Personal information
- Nationality: American/Slovenian
- Born: April 26, 1987 (age 39) Arlington Heights, Illinois, U.S.
- Home town: Kernersville, North Carolina, U.S.
- Education: Wake Forest University
- Height: 193 cm (76 in)
- Weight: 187 lb (85 kg)
- Website: www.brentlarue.me

Sport
- Country: Slovenia
- Sport: Track and field
- Event: 400 meters hurdles
- University team: Wake Forest Demon Deacons
- Club: AD MASS Ljubljana
- Coached by: Albert Šoba

Achievements and titles
- Personal bests: 400 m hurdles: 49.38 (2012); 400 m: 45.75 (2011);

= Brent LaRue =

Brent LaRue (born April 26, 1987) is an American-born Slovenian athlete from Kernersville, North Carolina. An alumnus of Wake Forest University, he represented Slovenia in the men's 400 meters hurdles at the 2012 Summer Olympics.

== Personal life ==
LaRue attended East Forsyth High School in Kernersville, North Carolina where he was a track standout. He went on to attend Wake Forest University. LaRue's track career at Wake Forest included being a 2-time NCAA All-American and 4-time ACC Champion.

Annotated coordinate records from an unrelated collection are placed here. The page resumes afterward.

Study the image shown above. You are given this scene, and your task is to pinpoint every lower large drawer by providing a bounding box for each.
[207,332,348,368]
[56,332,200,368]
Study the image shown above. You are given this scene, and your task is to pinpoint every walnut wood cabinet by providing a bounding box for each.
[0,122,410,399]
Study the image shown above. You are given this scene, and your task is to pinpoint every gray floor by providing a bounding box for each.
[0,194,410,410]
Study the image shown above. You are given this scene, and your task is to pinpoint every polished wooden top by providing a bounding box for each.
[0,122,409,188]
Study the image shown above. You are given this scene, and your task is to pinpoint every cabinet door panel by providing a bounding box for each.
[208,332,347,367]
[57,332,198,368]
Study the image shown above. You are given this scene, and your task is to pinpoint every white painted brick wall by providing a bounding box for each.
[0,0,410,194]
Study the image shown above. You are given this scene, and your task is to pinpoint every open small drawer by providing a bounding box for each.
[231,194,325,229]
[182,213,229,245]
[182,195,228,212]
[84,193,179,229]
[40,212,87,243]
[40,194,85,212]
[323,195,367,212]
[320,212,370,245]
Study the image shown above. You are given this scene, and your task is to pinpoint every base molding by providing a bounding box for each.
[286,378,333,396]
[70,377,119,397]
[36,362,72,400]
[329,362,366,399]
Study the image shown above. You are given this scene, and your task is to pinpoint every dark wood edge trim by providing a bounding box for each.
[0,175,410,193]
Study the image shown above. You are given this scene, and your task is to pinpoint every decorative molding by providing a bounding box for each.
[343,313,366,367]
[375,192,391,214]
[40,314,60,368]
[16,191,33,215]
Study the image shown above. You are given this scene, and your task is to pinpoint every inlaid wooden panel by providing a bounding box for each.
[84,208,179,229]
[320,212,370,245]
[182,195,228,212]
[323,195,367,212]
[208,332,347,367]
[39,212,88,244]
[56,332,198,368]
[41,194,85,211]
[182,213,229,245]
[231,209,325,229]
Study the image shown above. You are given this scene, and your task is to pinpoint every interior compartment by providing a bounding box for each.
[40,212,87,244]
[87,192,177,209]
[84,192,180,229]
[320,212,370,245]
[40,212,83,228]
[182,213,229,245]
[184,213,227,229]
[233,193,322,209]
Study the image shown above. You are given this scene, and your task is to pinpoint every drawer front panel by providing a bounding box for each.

While at Wake Forest, LaRue met Ana Jerman, a Wake Forest tennis player originally from Slovenia. They moved to Slovenia, where they got married in 2010. In July 2011 LaRue received Slovenian citizenship. He holds a master's degree in international business. He currently works in the tech industry and is a co-founder of the telehealth app Circle Medical. He currently lives in Switzerland with his wife and daughter.